Lorenzo lebte in der unerschütterlichen Zuversicht, dass die Geldströme auch unter seiner Regentschaft nicht versiegen würden, schließlich konnten die Medici doch schon seit Generationen aus einem unermesslichen Reichtum schöpfen. Und darum sollten sich gefälligst die Direktoren seiner Banken und Niederlassungen kümmern. Was ihn interessierte, waren Machtpolitik und die Kunst, allen voran die Philosophie der antiken Denker und die Literatur .

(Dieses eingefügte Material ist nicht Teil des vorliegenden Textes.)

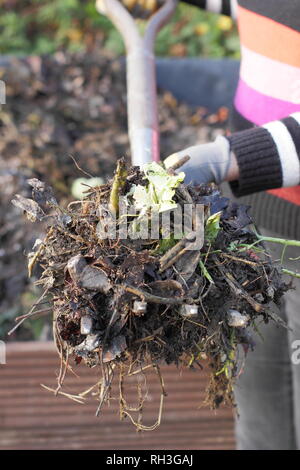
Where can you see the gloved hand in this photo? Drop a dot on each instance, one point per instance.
(208, 163)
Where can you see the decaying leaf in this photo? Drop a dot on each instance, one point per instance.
(30, 207)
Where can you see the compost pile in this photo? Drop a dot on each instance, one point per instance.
(68, 104)
(129, 303)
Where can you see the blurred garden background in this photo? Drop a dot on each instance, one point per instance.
(45, 26)
(68, 98)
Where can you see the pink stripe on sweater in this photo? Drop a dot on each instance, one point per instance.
(259, 108)
(270, 77)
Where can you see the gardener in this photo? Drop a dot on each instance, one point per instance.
(262, 165)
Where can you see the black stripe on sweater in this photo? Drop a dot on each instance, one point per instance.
(294, 129)
(258, 160)
(286, 12)
(225, 9)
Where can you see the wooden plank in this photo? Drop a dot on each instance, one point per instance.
(32, 418)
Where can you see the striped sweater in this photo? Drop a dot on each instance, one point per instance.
(266, 115)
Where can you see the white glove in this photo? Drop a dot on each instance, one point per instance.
(208, 163)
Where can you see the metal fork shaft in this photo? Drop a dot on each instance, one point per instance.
(141, 77)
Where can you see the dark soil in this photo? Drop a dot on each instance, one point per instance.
(125, 305)
(61, 106)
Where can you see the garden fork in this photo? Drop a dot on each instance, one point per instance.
(141, 76)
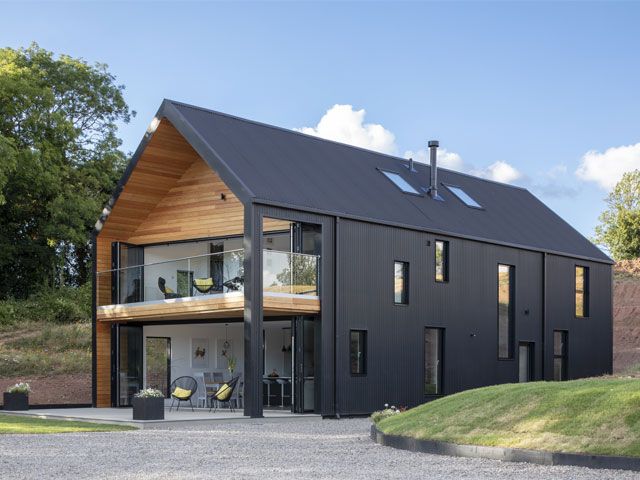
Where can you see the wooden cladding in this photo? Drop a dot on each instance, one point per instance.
(207, 307)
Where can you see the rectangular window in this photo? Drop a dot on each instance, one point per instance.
(432, 361)
(442, 261)
(400, 182)
(560, 355)
(505, 310)
(582, 291)
(401, 283)
(525, 362)
(358, 352)
(463, 196)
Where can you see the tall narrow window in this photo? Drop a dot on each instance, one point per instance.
(442, 261)
(432, 361)
(559, 355)
(525, 362)
(358, 352)
(505, 310)
(582, 291)
(401, 283)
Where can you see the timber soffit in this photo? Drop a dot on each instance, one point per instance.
(256, 160)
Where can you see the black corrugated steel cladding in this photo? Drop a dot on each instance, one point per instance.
(465, 307)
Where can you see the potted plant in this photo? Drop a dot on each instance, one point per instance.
(17, 397)
(231, 364)
(148, 404)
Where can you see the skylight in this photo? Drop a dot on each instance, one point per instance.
(400, 182)
(463, 197)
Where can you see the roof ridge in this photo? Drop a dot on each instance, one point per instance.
(320, 139)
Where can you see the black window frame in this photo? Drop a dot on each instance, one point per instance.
(511, 311)
(585, 292)
(563, 355)
(531, 354)
(405, 283)
(449, 187)
(440, 372)
(415, 191)
(363, 343)
(445, 261)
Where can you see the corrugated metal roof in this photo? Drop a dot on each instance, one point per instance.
(280, 166)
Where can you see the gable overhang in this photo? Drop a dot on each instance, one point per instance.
(168, 111)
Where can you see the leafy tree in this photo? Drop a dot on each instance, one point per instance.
(59, 161)
(619, 228)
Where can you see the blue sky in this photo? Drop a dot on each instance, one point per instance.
(514, 91)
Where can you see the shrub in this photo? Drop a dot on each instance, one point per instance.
(149, 393)
(20, 388)
(388, 411)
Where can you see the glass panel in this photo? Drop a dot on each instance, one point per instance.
(442, 261)
(292, 273)
(357, 352)
(129, 363)
(210, 273)
(158, 363)
(524, 365)
(558, 369)
(505, 310)
(462, 196)
(308, 359)
(400, 182)
(401, 270)
(432, 361)
(559, 355)
(581, 291)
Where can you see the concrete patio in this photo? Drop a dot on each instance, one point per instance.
(124, 416)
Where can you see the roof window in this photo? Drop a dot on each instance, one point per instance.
(400, 182)
(463, 196)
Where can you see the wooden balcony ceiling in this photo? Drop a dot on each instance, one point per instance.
(209, 307)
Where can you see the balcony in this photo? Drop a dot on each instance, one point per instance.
(207, 286)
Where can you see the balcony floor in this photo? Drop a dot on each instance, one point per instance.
(225, 305)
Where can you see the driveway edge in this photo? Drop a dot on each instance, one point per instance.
(505, 454)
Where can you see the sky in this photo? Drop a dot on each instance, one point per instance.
(542, 95)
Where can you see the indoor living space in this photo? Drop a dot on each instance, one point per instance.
(210, 354)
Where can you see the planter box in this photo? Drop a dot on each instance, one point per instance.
(16, 401)
(148, 408)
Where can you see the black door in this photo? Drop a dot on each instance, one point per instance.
(126, 377)
(305, 359)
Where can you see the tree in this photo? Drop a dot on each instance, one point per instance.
(59, 162)
(619, 228)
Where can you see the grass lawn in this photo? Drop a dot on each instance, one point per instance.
(599, 416)
(24, 424)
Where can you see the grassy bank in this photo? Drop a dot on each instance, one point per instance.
(46, 334)
(23, 424)
(599, 416)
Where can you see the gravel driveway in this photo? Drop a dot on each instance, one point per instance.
(295, 449)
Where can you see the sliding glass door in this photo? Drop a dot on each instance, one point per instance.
(127, 366)
(158, 364)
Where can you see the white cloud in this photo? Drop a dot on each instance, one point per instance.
(446, 159)
(606, 169)
(500, 172)
(344, 124)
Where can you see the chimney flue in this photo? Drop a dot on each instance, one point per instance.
(433, 154)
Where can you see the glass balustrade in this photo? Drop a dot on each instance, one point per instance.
(215, 273)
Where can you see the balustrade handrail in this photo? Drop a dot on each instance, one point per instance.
(201, 256)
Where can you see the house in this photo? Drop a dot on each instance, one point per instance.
(357, 278)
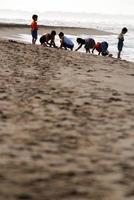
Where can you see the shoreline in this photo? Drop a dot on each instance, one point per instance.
(66, 124)
(9, 29)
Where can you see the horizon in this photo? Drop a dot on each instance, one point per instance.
(118, 7)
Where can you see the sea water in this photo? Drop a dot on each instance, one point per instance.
(110, 23)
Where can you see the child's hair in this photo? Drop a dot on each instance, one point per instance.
(80, 41)
(53, 32)
(35, 17)
(61, 34)
(124, 30)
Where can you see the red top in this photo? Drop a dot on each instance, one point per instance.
(34, 26)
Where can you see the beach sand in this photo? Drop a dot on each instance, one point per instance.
(66, 125)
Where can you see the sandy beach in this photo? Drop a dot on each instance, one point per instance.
(66, 124)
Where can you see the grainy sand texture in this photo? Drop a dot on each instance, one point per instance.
(66, 125)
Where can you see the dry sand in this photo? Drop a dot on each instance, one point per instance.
(66, 125)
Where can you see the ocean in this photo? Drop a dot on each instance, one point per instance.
(105, 22)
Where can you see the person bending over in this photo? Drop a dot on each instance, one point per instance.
(89, 44)
(121, 41)
(102, 48)
(65, 42)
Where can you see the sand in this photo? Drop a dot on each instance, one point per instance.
(66, 125)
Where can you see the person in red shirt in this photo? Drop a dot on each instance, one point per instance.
(34, 29)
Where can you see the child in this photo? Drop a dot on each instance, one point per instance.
(34, 29)
(44, 40)
(89, 44)
(121, 40)
(65, 42)
(102, 48)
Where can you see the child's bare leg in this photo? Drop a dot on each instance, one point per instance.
(119, 53)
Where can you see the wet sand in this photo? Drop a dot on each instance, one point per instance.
(66, 125)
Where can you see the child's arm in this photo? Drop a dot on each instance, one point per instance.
(78, 47)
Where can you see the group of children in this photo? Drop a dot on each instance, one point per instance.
(66, 43)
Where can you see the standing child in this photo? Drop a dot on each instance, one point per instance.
(121, 41)
(65, 42)
(34, 28)
(48, 39)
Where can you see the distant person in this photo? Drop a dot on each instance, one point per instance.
(34, 29)
(48, 39)
(65, 42)
(102, 48)
(121, 41)
(89, 44)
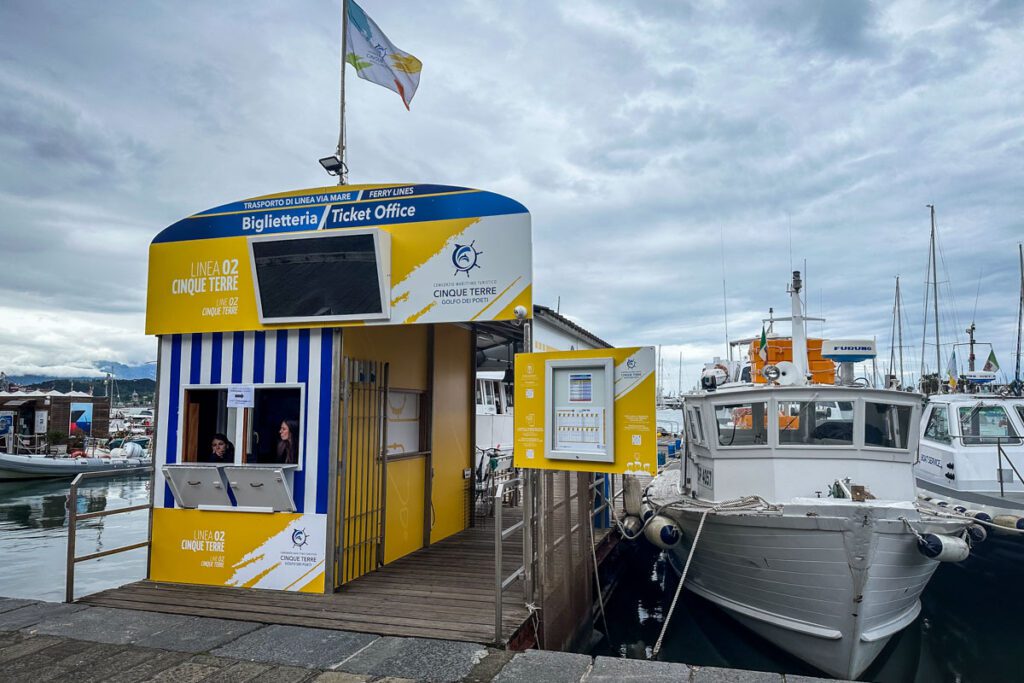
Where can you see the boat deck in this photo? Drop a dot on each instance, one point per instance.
(444, 591)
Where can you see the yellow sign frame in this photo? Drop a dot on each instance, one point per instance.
(635, 423)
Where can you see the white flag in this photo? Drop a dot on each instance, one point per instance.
(376, 58)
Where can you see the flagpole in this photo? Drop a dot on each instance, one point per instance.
(343, 172)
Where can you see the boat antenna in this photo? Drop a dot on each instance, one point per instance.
(799, 331)
(899, 328)
(934, 284)
(725, 300)
(1020, 319)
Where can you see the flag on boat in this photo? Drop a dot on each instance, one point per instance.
(376, 58)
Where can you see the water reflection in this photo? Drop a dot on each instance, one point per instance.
(967, 630)
(34, 535)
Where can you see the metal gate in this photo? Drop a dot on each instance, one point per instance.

Dass es so gekommen war, konnte man Lorenzo aber nur zu einem Teil anlasten. Während sein Vater Piero wenigstens halbwegs Interesse an den Finanzgeschäften gezeigt hatte, war Lorenzo von Kindesbeinen an dazu erzogen worden die hohe Kunst der Politik und der geschliffenen Diplomatie zu erlernen. Seine Ausbildung war die eines Prinzen gewesen. Niemand hatte es für nötig erachtet, ihn oder wenigstens Giuliano mit den vielschichtigen Gepflogenheiten internationaler Bankgeschäfte vertraut zu machen. Lorenzo wusste so gut wie gar nichts über die Fallen, die im Wechselgeschäft lauerten, und vermutlich hatte er noch nie einen avviso in den Händen gehalten, der den Wechselkurs einer fremden Währung zu einem festgelegten Zeitpunkt enthielt.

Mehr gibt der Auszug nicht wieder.